2015-05-05 Reproducing Olshausen's classical SparseNet (part 1)

  • This notebook tries to reproduce the learning strategy specified in the framework of the SparseNet algorithm from Bruno Olshausen. It allows to efficiently code natural image patches by constraining the code to be sparse.

  • the underlying machinery uses the dictionary learning used in the image denoising example from sklearn and our aim here is to show that a novel ingredient is necessary to reproduce Olshausen's results.

  • All these code bits are regrouped in the SHL scripts repository (where you will also find some older matlab code). You may install it using

    pip install git+https://github.com/bicv/SHL_scripts
In [1]:
import matplotlib.pyplot as plt
%matplotlib inline
%config InlineBackend.figure_format='svg'
import numpy as np
np.set_printoptions(precision=2, suppress=True)
import pandas as pd
import seaborn as sns
%load_ext autoreload
%autoreload 2
/usr/local/lib/python3.5/site-packages/matplotlib/__init__.py:872: UserWarning: axes.color_cycle is deprecated and replaced with axes.prop_cycle; please use the latter.
  warnings.warn(self.msg_depr % (key, alt_key))
/usr/local/lib/python3.5/site-packages/matplotlib/__init__.py:872: UserWarning: axes.color_cycle is deprecated and replaced with axes.prop_cycle; please use the latter.
  warnings.warn(self.msg_depr % (key, alt_key))
In [2]:
from shl_scripts import SHL
database = '/Users/lolo/pool/science/BICV/SHL_scripts/database/'
DEBUG_DOWNSCALE, verbose = 100, 0
DEBUG_DOWNSCALE, verbose = 1, 0
shl = SHL(database=database, DEBUG_DOWNSCALE=DEBUG_DOWNSCALE, verbose=verbose, eta_homeo=0.)
fig, ax = shl.show_dico(shl.learn_dico(), title='no homeo')
fig.show()
/Users/lolo/pool/libs/numbers/scikit-learn-sparsenet/sklearn/decomposition/dict_learning.py:152: RuntimeWarning:  Orthogonal matching pursuit ended prematurely due to linear
dependence in the dictionary.

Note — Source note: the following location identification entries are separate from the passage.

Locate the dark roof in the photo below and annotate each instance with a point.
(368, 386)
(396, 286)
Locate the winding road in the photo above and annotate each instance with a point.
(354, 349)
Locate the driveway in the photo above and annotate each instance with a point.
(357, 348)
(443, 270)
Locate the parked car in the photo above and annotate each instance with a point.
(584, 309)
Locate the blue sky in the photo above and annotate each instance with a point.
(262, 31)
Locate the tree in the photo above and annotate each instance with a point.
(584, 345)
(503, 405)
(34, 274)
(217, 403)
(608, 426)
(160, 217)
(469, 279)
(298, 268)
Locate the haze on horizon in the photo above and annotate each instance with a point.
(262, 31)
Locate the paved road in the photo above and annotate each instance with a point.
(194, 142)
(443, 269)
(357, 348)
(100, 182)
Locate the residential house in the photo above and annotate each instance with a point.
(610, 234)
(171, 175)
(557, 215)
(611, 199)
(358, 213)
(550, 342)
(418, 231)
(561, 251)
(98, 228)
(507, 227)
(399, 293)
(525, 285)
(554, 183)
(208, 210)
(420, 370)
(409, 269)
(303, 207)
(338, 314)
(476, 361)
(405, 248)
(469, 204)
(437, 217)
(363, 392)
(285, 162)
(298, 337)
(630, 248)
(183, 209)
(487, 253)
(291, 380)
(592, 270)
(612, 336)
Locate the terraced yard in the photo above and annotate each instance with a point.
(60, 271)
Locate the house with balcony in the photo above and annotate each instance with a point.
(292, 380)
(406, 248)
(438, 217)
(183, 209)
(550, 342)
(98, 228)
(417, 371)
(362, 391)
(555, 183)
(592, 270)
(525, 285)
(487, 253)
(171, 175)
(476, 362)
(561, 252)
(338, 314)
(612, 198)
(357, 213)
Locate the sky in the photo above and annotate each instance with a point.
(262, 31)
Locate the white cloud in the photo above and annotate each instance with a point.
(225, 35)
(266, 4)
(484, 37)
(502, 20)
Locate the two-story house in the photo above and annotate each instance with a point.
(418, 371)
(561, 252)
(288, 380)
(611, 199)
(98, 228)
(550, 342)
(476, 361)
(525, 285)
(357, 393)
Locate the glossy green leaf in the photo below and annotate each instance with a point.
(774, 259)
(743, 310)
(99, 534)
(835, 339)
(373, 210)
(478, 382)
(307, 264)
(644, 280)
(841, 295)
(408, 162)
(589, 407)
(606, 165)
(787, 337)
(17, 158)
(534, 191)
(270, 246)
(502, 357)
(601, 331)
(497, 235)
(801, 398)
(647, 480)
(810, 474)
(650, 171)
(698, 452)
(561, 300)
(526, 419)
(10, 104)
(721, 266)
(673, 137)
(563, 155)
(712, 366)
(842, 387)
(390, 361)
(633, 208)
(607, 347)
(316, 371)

The requested precision might not have been met.

  copy_Xy=copy_cov).T

testing sklearn's dictionary learning

Basically, we will here replicate the same image denoising code from sklearn (see also below), but with:

  • no distorsion of image denoising -- we will assess the results by the coding efficiency,
  • whitening of the images (as in Olshausen) befor taking patches,
  • bigger patches,
  • a bigger set of natural images,
  • a longer learning
  • testing different transform_algorithms as learning and coding algorithms,
  • uses online learning from the third example

What differs from the original algorithm is mainly

  • the learning method is modified,
  • the way that the norm of the filters is controlled. Here, sklearn simply assumes that $ || V_k ||_2 = 1$, $\forall k$ (with $0 <= k < n_{components}$). We will see that this may be a problem.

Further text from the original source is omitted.